3. Mereka yang memahami jin sebagai jenis dari makhluk manusia liar yang belum berperadaban. Pendapat ini dikemukakan kali pertama oleh salah seorang pemikir India kenamaan yang bernama Ahmad Khan (1817–1898 M), yang menulis buku tentang jin dalam pandangan Alquran. Menurutnya, ayat-ayat yang menunjukkan tentang jin tidak dapat dijadikan bukti tentang adanya makhluk yang bernama jin. Ahmad Khan juga menguatkan pendapatnya dengan beberapa syair-syair jahiliah.

Bintu asy-Syathi, Aisyah Abdurrahman, pakar kontemporer Mesir dalam bidang bahasa dan Alquran, dalam bukunya Al-Qur’an wa Qadhaya al-Insan menulis antara lain lebih kurang sebagai berikut.

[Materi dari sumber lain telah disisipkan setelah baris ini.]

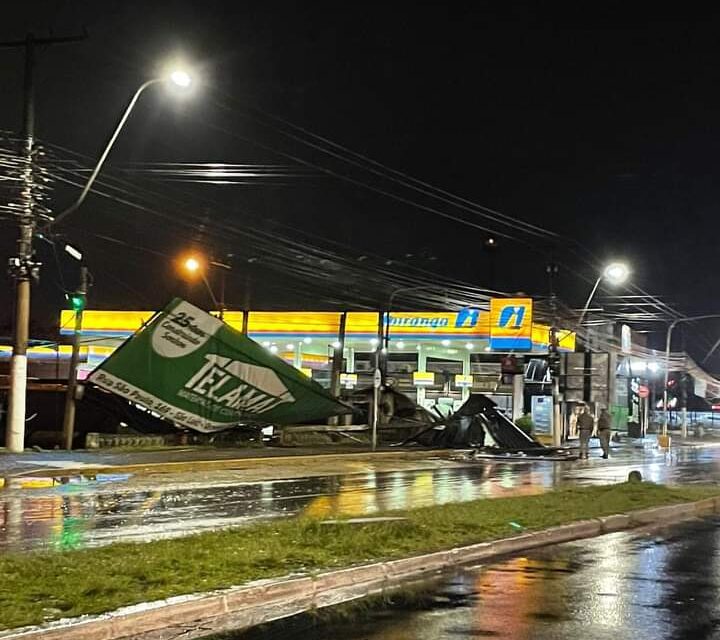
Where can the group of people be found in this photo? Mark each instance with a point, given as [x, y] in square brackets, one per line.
[586, 425]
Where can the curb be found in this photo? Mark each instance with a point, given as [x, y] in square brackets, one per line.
[237, 608]
[234, 463]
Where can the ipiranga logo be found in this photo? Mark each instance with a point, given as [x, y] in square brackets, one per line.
[237, 385]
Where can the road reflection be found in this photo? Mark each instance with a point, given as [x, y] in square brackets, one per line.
[83, 511]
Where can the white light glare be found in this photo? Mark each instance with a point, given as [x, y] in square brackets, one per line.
[74, 252]
[616, 273]
[181, 78]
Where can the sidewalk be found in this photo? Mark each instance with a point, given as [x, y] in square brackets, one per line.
[53, 463]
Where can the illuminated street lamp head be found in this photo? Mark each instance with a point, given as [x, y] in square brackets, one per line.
[616, 273]
[192, 265]
[180, 79]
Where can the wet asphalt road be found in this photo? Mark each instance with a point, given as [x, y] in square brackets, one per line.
[640, 586]
[108, 508]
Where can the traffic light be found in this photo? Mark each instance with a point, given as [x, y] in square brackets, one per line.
[554, 363]
[76, 301]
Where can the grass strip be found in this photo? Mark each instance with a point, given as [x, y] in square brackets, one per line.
[37, 587]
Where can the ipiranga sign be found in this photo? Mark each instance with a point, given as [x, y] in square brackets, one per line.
[197, 372]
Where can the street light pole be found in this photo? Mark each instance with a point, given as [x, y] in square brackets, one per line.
[668, 338]
[22, 267]
[108, 147]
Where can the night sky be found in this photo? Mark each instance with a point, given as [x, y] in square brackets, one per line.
[600, 127]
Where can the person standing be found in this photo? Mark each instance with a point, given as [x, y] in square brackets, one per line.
[604, 424]
[585, 426]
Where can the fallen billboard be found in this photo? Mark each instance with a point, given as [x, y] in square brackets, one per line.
[195, 371]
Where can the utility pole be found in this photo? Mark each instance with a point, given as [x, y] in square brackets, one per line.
[554, 357]
[77, 300]
[22, 267]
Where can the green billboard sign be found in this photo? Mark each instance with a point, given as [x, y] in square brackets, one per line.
[197, 372]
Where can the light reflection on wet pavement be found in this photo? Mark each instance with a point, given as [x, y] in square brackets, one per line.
[660, 585]
[105, 508]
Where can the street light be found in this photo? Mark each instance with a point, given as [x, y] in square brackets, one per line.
[668, 338]
[615, 273]
[15, 421]
[179, 78]
[195, 265]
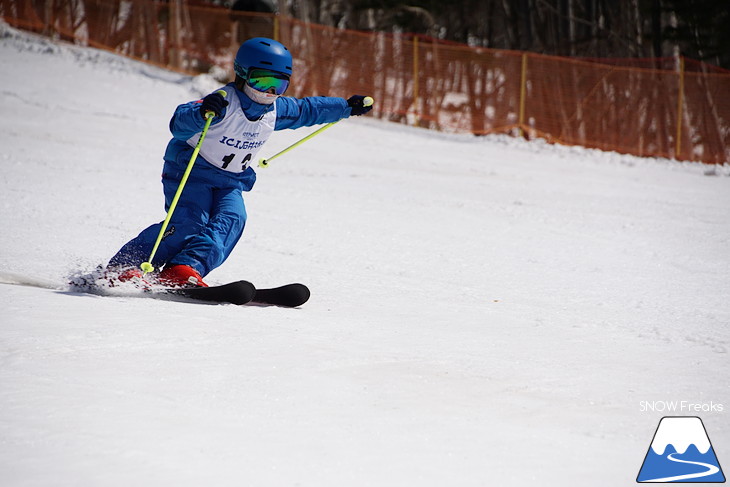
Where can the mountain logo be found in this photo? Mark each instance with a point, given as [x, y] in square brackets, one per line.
[680, 452]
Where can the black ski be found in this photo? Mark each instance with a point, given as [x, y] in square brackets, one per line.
[289, 296]
[238, 292]
[243, 292]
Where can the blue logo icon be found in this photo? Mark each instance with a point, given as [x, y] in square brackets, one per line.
[681, 452]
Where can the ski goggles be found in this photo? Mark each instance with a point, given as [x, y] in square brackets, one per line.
[265, 81]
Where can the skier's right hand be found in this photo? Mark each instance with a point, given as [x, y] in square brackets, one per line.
[213, 103]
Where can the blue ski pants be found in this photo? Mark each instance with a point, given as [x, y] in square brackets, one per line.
[206, 225]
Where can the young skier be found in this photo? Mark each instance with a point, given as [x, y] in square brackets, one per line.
[210, 215]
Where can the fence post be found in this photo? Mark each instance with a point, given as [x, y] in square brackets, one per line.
[416, 94]
[680, 107]
[523, 95]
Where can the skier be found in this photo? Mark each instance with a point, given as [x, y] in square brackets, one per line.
[210, 215]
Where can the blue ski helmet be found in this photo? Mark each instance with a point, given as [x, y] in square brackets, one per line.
[264, 53]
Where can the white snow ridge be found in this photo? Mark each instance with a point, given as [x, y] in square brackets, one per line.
[680, 432]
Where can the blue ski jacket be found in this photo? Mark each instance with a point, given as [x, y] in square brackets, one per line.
[291, 113]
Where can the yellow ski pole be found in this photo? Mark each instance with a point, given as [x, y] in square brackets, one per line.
[147, 266]
[367, 101]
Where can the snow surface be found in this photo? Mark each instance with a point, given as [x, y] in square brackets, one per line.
[485, 311]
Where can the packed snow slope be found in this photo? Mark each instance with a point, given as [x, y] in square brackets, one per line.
[484, 311]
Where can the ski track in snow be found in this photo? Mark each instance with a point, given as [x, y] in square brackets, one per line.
[483, 308]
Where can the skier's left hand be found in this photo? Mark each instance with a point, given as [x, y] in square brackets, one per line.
[357, 103]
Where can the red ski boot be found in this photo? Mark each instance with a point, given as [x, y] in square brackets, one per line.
[181, 276]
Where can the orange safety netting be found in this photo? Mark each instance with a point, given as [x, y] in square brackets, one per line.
[647, 107]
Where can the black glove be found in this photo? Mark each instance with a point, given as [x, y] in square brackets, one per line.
[357, 102]
[213, 103]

“Bukanlah satu keharusan membatasi pengertian jin pada hal-hal yang secara umum kita kenal pengertiannya sebagai hantu-hantu yang tidak nampak kepada kita kecuali dalam kegelapan yang manakutkan atau gambaran waham dan ilusi. Tetapi kata jin sesuai dengan pengertian kebahasaan yakni ketertutupan dan sesuai juga dengan kebiasaan Alquran memperhadapkan penyebutannya dengan ‘ins’ (manusia) dapat mencakup semua jenis makhluk selain manusia yang hidup di alam-alam yang tidak terlihat atau terjangkau dan yang berada di luar batas alam tempat kita manusia hidup, serta yang tidak terikat dengan hukum-hukum alam yang mengatur kehidupan kita sebagai manusia.”

Atas dasar pandangan ini, Bintu asy-Syathi tidak menutup kemungkinan jin masuk dalam pengertian apa yang dinamakan UFO (Unidentified Flying Object). Dalam dunia iptek, UFO adalah objek yang terlihat di angkasa dan diduga sebagai awak angkasa yang datang dari luar planet bumi namun tidak dapat diidentifikasi.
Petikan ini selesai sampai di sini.